Politique étrangère a une nouvelle fois la part belle dans Reflets du temps, cette fois-ci pour son dossier « Où va l’Iran » (PE 3/2012). À lire ci-dessous ! Et pour en savoir plus, regardez les vidéos du débat sur l’Iran organisé par PE ici.

La revue de l’Ifri, dont vous êtes, lecteurs de RDT, à présent familiers, « cible », c’est le mot, dans son numéro d’automne, un poids lourd en géopolitique : l’Iran.

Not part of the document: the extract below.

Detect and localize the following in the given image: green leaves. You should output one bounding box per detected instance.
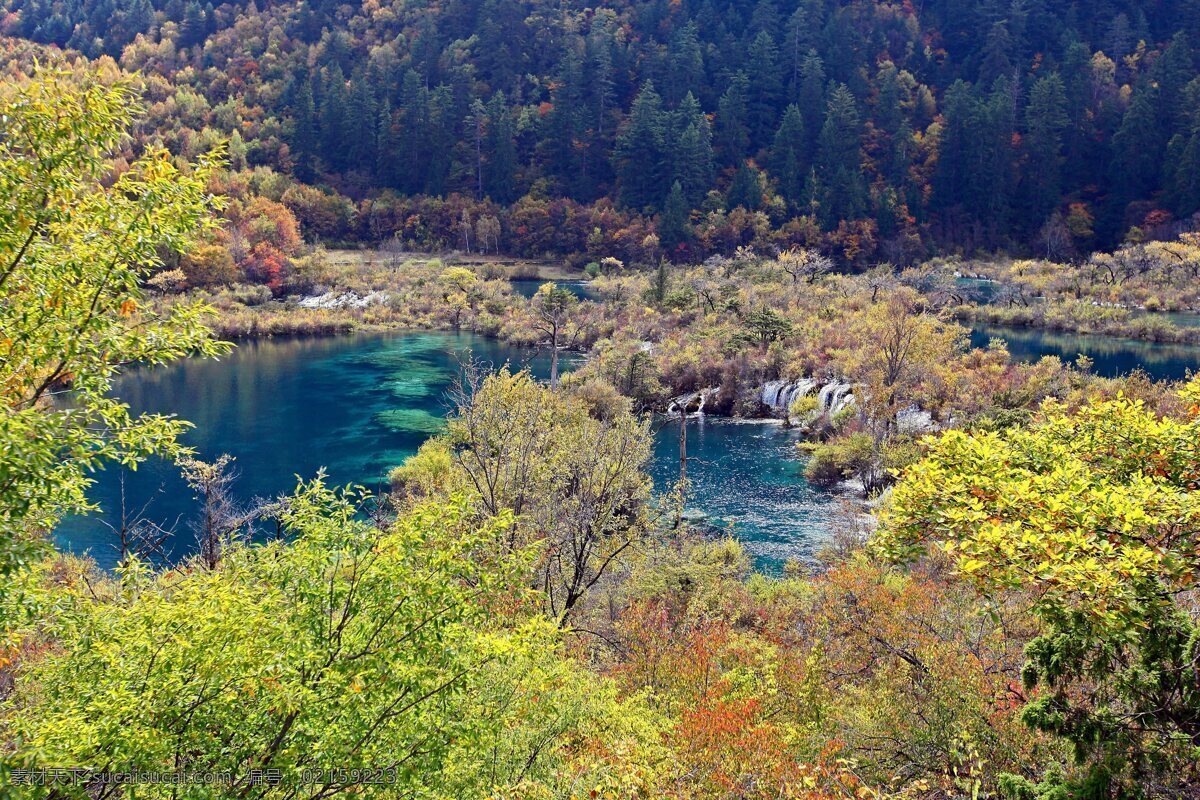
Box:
[877,382,1200,782]
[2,484,546,796]
[0,68,228,582]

Comme à l’habitude, plusieurs articles charpentent le thème ; « l’Iran souffre des sanctions occidentales, mais la République islamique estime avoir gagné la bataille du nucléaire », conclut l’analyse de Bernard Hourcade, montrant des louvoiements en terme de recherche de gain de temps, passant par l’acceptation de la négociation, affichant une capacité d’ouverture, chez les diplomates persans. Marie Ladier-Fouladi dresse, elle, la chronologie des récentes évolutions politiques, et le portrait des mutations sociales, immenses depuis la Révolution islamique de 1979, notamment dans le domaine démographique, les mentalités concernant la place des femmes et des jeunes. On voit d’impensables progrès, cohabitant avec des digues archaïques qui peinent à céder. On lit, du coup, quelque chose qui sonne comme de l’espoir. La charnière, amorcée, non aboutie, de la Révolution verte de 2009, est, bien entendu, éclairée à sa juste mesure et à l’aune de ses interrogations et de son potentiel à venir.

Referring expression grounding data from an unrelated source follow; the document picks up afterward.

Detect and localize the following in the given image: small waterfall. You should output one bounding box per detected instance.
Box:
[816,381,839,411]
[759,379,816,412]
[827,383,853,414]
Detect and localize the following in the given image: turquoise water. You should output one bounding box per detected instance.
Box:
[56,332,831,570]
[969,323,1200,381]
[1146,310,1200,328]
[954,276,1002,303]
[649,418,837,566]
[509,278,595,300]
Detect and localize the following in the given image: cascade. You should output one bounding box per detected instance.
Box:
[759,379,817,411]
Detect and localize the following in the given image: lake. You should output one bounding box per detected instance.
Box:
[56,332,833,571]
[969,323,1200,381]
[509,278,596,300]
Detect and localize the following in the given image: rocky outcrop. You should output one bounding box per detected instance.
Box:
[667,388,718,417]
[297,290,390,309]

Le contexte régional de l’Iran ; ses motivations, ses évolutions, de part et d’autre de la guerre irano-irakienne, est traité de façon passionnante – oui ! même en plein cœur d’un article de géopolitique, parce qu’on y lit, au bout, tellement mieux tout ce champ – Asie orientale, du monde actuel. Merci, pour ce faire, à Mohammed Reza Djalili et à Thierry Kellner.

Mais, qui dit Iran, actuellement, fait naître les silhouettes blanches et inquiétantes des centres nucléaires, pense centrifugeuses, missiles et autres engins de mort programmée. Bref, qui dit ou lit Iran, voit menace nucléaire. Les peurs sont activées, comme autant de « guerre, peste et famine » des époques ancestrales. Les réactions sombrent, du coup dans le passionnel. L’émotionnel prend sa part – trop – dans les analyses, freine nos capacités de réflexion, masque les sources ou les mélange. C’est là qu’il est bon de poser le problème à distance, et de pouvoir disposer non d’images anxiogènes en boucle, mais d’écrits, si possible d’experts. La revue s’y attache, évidemment, avec un titre à la fois honnête et prometteur : « Nucléaire iranien : que sait-on ? ». L’article est signé Dina Esfandiary. « Lentement, mais sûrement, le programme nucléaire se construit sous le regard suspicieux de la communauté internationale ». La République Islamique est-elle décidée à fabriquer l’arme, ou, à seulement atteindre le seuil technologique ? Nœud d’une problématique, à la hauteur d’enjeux essentiels. On peint le point de vue des faucons, tant Israéliens, qu’Américains, affichant la certitude du pire, et du gouvernement d’Obama, plus « optimiste », s’appuyant sur les conclusions des services de renseignements, et créditant l’AIEA, agence internationale de l’énergie atomique, de sa capacité à détecter tout détournement de matières nucléaires. L’article tente de poser, entre ces points de vue, des éclairages, des hypothèses, des questions-phares, jamais de certitude.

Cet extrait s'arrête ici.